The January 6th committee, which had been chaired by Rep. Bennie Thompson (D-MS), also pushed a debunked conspiracy theory regarding a GOP lawmaker allegedly conducting a “reconnaissance tour” prior to the riot and successfully doctored text message evidence.

Trump addressed Thompson and former Rep. Liz Cheney’s (R-WY) role in pushing a false narrative about the riot and added, “Those people committed a major crime.”

An actionable crime?

“Honestly, they should go to jail,” Trump said, though he stated he would not influence his Justice Department or nominee for Attorney General Pam Bondi to take any specific actions.

These new comments come just days after President Joe Biden issued a pardon to his son, Hunter, a move that prompted Trump to suggest the January 6th prisoners should receive their own.
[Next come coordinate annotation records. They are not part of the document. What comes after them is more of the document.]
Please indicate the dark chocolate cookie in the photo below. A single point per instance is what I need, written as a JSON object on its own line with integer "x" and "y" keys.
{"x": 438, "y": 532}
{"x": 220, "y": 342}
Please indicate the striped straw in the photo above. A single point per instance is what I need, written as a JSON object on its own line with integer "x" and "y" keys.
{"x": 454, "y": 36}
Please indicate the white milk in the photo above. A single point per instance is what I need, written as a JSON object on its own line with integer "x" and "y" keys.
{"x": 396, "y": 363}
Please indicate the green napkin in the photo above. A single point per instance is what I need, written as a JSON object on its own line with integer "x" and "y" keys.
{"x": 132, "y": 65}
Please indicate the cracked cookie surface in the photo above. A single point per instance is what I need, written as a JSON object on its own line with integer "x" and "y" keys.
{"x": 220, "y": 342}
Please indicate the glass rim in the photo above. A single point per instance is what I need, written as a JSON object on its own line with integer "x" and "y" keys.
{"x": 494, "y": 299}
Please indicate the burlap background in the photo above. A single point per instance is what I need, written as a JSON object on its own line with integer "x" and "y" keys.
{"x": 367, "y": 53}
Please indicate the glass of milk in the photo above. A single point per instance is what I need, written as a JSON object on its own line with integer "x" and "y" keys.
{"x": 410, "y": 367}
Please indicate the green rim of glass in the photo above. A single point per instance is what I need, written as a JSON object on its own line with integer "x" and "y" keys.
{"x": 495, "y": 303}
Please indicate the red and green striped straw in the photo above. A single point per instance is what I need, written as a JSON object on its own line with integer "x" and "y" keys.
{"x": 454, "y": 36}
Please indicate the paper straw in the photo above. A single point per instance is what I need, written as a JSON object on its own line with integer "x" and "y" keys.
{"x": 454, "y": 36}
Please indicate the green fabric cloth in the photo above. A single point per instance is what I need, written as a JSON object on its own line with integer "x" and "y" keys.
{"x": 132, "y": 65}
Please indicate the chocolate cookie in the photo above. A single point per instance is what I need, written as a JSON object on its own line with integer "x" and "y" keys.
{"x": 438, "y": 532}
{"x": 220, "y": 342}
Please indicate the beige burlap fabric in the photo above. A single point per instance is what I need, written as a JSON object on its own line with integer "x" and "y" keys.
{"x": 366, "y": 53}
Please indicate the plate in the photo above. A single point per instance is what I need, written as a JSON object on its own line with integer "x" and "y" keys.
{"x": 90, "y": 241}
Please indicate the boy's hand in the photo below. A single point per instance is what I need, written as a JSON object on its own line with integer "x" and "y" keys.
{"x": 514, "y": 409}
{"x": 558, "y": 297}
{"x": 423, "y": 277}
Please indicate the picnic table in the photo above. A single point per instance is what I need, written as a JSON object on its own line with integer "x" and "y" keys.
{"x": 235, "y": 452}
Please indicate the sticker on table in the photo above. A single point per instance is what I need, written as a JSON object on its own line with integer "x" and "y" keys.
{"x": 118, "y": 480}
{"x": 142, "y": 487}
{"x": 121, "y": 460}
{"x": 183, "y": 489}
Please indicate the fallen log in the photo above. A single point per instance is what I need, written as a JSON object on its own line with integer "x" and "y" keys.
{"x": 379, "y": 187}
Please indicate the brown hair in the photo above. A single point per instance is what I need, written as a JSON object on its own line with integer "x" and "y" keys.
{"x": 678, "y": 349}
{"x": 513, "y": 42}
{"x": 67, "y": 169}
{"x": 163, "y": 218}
Hunter Biden’s Pardon Most Sweeping Since Nixon, Comes Just 24 Hours After Kash Patel’s Nomination


“Does the Pardon given by Joe to Hunter include the J-6 Hostages, who have now been imprisoned for years?” he asked. “Such an abuse and miscarriage of Justice!”

Trump has voiced consistent sympathy for many of those who were punished severely for what he considers lesser actions during the Capitol protest.

And he vowed to issue pardons to many of the individuals charged and convicted for their activities that day.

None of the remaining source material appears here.